Par ailleurs, la finalité des dispositions précitées étaient manifestement de moduler le principe issu de la jurisprudence dite « Sekler » mais ce, pour les seules constructions existantes ne respectant « les conditions de surface énoncées à l'article UN5 » également opposables aux constructions nouvelles.
Or, si l’ensemble immobilier du pétitionnaire, ne respectait pas les prescriptions du POS communal opposables aux constructions nouvelles, c’était précisément celles n’autorisant que les constructions à usage d’habitation individuelle ne comportant qu’un logement.
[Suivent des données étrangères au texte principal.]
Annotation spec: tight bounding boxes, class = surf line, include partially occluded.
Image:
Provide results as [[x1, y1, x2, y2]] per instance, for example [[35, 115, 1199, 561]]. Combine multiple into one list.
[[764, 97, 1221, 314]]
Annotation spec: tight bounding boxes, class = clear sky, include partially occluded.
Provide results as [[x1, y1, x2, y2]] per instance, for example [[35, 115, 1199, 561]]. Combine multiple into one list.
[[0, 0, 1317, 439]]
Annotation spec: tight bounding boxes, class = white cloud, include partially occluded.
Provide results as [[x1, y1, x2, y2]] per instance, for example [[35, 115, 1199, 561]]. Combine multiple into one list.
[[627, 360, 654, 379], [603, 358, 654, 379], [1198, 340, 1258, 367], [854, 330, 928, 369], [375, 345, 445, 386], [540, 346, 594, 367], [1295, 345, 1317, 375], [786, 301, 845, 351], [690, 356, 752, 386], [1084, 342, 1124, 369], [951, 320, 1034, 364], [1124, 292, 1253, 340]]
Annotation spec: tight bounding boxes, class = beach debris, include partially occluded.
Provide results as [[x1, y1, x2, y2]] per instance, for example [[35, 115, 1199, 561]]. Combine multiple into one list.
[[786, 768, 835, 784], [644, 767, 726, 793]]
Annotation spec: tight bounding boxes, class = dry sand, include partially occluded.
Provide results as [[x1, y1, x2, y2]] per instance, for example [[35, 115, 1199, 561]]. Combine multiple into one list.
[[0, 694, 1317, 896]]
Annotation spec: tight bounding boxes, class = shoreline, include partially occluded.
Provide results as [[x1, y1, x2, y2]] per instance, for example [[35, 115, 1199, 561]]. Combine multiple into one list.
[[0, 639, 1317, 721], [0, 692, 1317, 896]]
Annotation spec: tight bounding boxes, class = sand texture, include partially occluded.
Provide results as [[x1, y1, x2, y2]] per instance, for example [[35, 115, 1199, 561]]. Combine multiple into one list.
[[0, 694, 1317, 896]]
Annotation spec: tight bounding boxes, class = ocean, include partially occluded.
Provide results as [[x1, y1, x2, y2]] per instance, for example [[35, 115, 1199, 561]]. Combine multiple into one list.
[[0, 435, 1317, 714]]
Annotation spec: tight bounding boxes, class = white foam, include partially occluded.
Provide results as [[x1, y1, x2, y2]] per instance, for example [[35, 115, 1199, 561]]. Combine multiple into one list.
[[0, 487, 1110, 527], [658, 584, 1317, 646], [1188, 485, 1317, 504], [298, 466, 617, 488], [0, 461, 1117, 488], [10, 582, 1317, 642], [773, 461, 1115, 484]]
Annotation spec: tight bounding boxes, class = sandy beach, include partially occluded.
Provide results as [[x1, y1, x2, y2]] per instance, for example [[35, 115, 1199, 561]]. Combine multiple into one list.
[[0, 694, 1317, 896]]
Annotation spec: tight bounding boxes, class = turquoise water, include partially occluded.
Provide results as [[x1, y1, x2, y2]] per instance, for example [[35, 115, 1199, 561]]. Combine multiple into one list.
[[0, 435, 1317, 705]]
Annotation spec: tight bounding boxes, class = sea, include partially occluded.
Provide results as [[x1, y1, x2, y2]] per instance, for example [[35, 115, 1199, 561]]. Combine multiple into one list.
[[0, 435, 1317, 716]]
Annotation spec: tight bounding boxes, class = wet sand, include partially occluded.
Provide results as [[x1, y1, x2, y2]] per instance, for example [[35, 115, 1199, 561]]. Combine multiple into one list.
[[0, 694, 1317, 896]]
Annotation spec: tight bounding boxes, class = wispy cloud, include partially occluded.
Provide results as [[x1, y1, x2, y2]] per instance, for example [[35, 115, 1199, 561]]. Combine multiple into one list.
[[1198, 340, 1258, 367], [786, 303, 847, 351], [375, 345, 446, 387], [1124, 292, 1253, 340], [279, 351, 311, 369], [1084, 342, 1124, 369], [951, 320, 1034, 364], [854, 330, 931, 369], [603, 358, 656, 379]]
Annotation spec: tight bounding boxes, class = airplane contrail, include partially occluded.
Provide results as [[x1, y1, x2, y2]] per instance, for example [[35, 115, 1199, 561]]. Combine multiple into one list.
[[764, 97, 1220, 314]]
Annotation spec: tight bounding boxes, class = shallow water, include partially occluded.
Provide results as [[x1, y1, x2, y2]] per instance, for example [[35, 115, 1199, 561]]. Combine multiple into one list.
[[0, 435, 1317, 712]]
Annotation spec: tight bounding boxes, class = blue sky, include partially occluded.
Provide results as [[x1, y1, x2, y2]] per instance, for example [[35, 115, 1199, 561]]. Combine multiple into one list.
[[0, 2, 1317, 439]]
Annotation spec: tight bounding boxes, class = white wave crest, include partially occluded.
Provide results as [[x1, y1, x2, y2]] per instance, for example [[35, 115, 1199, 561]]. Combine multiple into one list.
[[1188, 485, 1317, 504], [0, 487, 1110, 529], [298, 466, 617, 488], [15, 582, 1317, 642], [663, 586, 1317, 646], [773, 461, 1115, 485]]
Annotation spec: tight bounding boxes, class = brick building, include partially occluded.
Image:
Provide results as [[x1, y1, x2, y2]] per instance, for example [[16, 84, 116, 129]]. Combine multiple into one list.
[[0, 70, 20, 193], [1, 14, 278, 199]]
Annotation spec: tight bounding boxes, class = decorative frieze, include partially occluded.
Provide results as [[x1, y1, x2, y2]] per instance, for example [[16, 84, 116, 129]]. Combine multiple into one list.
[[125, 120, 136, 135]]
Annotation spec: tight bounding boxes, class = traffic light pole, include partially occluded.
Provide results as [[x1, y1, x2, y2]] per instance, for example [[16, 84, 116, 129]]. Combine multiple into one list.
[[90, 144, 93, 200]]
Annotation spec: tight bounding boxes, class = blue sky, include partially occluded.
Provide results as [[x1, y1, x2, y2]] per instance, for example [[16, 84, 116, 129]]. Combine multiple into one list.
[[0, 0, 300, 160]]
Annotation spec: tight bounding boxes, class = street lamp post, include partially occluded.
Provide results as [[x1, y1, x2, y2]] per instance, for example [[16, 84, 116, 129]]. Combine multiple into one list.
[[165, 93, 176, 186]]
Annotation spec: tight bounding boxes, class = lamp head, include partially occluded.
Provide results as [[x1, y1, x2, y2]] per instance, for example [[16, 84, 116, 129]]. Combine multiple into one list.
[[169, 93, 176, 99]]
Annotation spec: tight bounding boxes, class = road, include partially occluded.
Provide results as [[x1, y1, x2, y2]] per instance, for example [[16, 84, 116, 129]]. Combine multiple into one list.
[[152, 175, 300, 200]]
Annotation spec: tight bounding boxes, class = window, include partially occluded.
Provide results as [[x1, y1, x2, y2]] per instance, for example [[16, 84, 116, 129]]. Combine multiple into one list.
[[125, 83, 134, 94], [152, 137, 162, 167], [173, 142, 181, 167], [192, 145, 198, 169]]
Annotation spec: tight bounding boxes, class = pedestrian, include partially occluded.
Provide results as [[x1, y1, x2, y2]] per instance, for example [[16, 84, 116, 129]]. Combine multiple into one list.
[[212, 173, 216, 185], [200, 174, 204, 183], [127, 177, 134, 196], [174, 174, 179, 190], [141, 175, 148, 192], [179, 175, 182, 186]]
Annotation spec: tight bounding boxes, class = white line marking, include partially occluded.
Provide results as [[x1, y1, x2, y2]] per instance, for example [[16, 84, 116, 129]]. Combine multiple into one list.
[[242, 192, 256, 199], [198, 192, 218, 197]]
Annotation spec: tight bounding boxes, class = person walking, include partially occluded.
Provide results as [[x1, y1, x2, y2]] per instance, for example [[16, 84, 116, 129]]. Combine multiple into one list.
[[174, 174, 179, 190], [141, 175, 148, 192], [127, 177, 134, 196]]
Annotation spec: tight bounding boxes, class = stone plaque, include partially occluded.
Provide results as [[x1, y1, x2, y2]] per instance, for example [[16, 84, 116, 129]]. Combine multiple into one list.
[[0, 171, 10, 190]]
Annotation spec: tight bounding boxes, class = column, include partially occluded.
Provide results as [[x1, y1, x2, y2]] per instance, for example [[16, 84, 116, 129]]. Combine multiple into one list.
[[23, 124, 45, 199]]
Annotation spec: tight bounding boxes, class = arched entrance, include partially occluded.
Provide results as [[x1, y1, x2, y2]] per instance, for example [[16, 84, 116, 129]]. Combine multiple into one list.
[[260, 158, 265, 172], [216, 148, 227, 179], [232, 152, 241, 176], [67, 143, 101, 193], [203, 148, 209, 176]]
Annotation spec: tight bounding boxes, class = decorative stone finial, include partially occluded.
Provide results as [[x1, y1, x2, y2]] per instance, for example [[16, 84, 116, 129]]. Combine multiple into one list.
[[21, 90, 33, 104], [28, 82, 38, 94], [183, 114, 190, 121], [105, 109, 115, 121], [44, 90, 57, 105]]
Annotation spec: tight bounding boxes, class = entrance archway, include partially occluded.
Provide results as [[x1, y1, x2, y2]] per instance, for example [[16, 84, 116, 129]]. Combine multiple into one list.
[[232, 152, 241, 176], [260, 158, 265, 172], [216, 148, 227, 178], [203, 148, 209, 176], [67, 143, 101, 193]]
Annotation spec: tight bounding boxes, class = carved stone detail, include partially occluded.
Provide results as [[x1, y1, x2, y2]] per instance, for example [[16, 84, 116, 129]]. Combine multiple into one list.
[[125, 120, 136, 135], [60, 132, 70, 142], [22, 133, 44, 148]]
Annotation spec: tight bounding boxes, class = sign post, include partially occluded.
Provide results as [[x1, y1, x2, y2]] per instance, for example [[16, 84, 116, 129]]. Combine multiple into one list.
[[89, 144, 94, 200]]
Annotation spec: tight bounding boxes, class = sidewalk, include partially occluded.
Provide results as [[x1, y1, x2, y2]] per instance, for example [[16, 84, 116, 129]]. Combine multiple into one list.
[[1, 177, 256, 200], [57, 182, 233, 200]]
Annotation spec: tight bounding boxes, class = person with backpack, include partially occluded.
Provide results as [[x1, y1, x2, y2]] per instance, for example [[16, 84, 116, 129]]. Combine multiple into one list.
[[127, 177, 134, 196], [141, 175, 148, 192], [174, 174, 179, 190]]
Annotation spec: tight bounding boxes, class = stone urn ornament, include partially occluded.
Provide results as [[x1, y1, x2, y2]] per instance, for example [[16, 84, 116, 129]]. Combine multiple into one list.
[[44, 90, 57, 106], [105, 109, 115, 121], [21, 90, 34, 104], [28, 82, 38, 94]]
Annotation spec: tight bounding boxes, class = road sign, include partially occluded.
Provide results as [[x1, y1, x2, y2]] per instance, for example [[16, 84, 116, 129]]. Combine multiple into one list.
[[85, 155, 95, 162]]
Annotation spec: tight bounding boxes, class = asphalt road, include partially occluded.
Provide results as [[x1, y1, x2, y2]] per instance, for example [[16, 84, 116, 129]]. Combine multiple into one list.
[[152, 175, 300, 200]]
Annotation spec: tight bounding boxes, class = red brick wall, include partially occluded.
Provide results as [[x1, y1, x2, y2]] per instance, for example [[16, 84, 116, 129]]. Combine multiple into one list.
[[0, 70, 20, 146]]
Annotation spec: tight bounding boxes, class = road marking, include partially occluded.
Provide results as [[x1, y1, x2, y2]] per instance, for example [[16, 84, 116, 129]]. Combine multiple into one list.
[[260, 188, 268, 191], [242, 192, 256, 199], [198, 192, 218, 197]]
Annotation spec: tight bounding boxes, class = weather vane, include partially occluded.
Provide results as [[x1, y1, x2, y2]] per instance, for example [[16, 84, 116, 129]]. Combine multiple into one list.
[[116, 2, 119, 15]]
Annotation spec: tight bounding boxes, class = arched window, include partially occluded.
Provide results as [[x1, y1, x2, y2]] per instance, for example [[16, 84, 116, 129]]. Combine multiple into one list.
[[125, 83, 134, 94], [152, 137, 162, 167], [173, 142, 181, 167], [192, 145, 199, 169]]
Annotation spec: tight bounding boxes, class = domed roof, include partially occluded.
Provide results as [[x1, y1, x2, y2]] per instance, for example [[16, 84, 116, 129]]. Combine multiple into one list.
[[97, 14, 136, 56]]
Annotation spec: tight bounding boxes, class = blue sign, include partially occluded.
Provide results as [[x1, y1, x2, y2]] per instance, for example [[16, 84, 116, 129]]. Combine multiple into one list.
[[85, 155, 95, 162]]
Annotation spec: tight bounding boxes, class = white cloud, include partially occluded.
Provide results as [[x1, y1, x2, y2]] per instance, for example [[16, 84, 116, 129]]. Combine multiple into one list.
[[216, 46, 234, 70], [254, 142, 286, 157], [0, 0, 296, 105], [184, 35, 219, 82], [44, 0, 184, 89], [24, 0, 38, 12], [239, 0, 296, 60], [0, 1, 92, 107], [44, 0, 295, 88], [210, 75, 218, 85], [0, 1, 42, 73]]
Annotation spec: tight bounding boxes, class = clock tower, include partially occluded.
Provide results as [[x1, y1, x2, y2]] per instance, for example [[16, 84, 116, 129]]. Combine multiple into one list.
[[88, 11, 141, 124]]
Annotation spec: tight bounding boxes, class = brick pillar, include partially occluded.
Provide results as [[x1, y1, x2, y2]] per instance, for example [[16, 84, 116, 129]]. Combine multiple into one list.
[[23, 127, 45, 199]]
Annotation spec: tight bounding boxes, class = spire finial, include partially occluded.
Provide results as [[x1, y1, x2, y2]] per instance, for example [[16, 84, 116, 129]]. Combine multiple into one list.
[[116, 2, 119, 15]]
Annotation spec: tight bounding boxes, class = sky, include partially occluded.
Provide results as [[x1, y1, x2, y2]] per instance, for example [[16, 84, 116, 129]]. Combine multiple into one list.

On aurait donc tout aussi bien compris que la Cour administrative d’appel de Marseille fasse application de la jurisprudence « Selker » et, par voie de conséquence, valide le refus de permis de construire opposé au pétitionnaire dès lors que les travaux projetés n’étaient pas étrangers à la règle méconnue et d’amélioraient pas la conformité de l’ensemble immobilier existant au regard de celle-ci.
Pour autant, si on le rapproche des modulations récentes de la jurisprudence dite « Thalamy », l’arrêt commenté nous paraît justifié sur ce point.
On sait, en effet, qu’il résulte de cette jurisprudence que par principe un ouvrage illégal ne peut pas faire l’objet de travaux nouveaux sans avoir été régularisé. Mais l’on sait également que le Conseil d’Etat a ultérieurement précisé que ce principe ne s’appliquait pas lorsque l’ensemble immobilier illégal comporte plusieurs constructions distinctes et que les travaux projetés portent sur une construction qui pour faire parti d’un ensemble illégal a, pour ce qui la concerne, été régulièrement édifiée (CE. 25 avril 2001, Alborn, req. n°207.095) : ce qui signifie que la jurisprudence dite « Thalamy » (qui, elle-même, n’a d’ailleurs jamais visé que les « travaux prenant appui » sur une construction illégale) doit être appliquée construction par construction, même lorsqu’il s’agit d’un même ensemble.
Or, en l’espèce, si l’ensemble immobilier existant n’était pas conforme aux prescriptions applicables aux constructions nouvelles, il n’en demeure pas moins que la maison d’habitation et le mazet constituaient selon toute vraisemblance deux constructions distinctes.
Dès lors et à transposer le principe dégagé par l’arrêt « Alborn », s’agissant de la jurisprudence « Thalamy », à la jurisprudence « Sekler », il n’y avait donc pas lieu d’apprécier globalement la conformité de l’ensemble immobilier du pétitionnaire aux prescriptions locales d’urbanisme mais seulement d’examiner isolément celle de la construction sur laquelle portaient les travaux projetés, laquelle était conforme aux prescriptions applicables aux constructions nouvelles puisqu’elle ne comportait qu’un logement ; régularité que les travaux projetés n’avaient pas vocation à modifier puisqu’ils n’emportait pas la construction d’un nouveau logement.